The Gospel of John’s account of the death of our Lord offers some incredibly beautiful insights for us to reflect upon in this Good Friday celebration. Despite the fact that Pilate believes he is in control, it becomes clear that he is not. The question that comes to mind as he is trying to decide how to treat Jesus is who is in charge? Is it God? Is It Caesar? Is it the devil? At different points throughout John 19, it seems like any one of these three are in fact in charge. When Pilate indicates that he is willing to release Jesus, the Jewish leaders proclaim fidelity to Caesar. Indeed, it seems that Pilate most fears that, by releasing Jesus, he may be releasing a competitor for his bosses’ job. Jesus focuses him back where he belongs and reminds him, “You would have no power over me at all if it had not been given you from above; that is why the man who handed me over to you has the greater guilt.” In some ways, Jesus is expunging Pilate of the guilt of passing sentence by saying that there is one who has committed a worse sin by handing him over to be crucified. Who is Jesus condemning here? Who handed him over? Judas merely handed him over to the Jews, who have not authority to crucify. He had no idea what his actions did. Plus, he has already gone to his death and is at the mercy of the Father. Some have suggested that this a reference to the High Priest, Caiaphas. I’d like to suggest that there is something deeper happening here.

In trying to decide what to do with Jesus’ clothes, there is one garment that is left undivided. This was done, as John the Evangelist said, to fulfill sacred scripture, Psalm 22, “Many dogs surround me; a pack of evildoers closes in on me. So wasted are my hands and feet that I can count all my bones. They stare at me and gloat; they divide my garments among them; for my clothing they cast lots.” Yet, John the Evangelist sees in this action a symbolism for the need for Christians to be united. That’s why it is so fitting that we would gather together on Good Friday to remember the death of Our Lord and to pray for greater unity among all Christians, that we may be one as Father, Son, and Spirit are One. From now on, Jesus will seek to make sure that there is greater unity among the people all the way until he breathes his last. From the cross, he makes sure that his elderly mother is cared for by his apostle, John.

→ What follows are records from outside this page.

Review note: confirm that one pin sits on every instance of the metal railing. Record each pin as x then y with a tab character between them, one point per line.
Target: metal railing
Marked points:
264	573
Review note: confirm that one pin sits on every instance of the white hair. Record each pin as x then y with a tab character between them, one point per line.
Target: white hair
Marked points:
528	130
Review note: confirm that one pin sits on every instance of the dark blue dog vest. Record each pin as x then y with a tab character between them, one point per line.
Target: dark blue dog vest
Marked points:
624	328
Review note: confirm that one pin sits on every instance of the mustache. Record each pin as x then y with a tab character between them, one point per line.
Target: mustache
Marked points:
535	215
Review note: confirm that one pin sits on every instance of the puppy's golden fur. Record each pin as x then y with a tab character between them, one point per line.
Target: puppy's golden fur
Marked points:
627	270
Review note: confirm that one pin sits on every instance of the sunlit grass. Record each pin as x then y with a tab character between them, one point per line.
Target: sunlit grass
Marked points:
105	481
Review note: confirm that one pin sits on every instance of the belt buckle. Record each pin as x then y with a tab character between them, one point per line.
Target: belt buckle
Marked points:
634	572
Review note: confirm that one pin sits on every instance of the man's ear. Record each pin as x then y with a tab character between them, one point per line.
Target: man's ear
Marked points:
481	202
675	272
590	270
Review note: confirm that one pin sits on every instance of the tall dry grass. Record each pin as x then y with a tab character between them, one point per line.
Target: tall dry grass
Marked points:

At the end, he breathes a phrase that could sound, in most Bibles, like utter frustration, “It is finished.” Jesus has suffered enough. He is ready to stop fulfilling prophecy, to stop fighting, and give up his Spirit. It sounds like a cancer patient who has fought bravely against the illness giving into the inevitable. Jesus can do no more so it’s time to stop fighting.

If we were to believe that, we couldn’t be more wrong. Jesus isn’t, in frustration, throwing up his hands. He is saying that everything is in place now, everything is complete, everything has been fulfilled. In this statement, we finally get an answer as to who is really in charge and who is really the one who handed him over. The devil, in hell, thought he had pulled off the perfect coup, as he had done in the garden. Just as he had convinced Adam and Eve to commit the first sin, to clothe themselves with garments of shame, and to be thrown out the garden, so he now thinks that he has clothed the king of Glory in the shame of death on the cross, with the mocking clothes of a King on his body. Yet, now all is set for the conquering of death in the resurrection, the folly of the garden overcome by the glorious death of the cross. It is finished, it is fulfilled…and hell trembles in fear.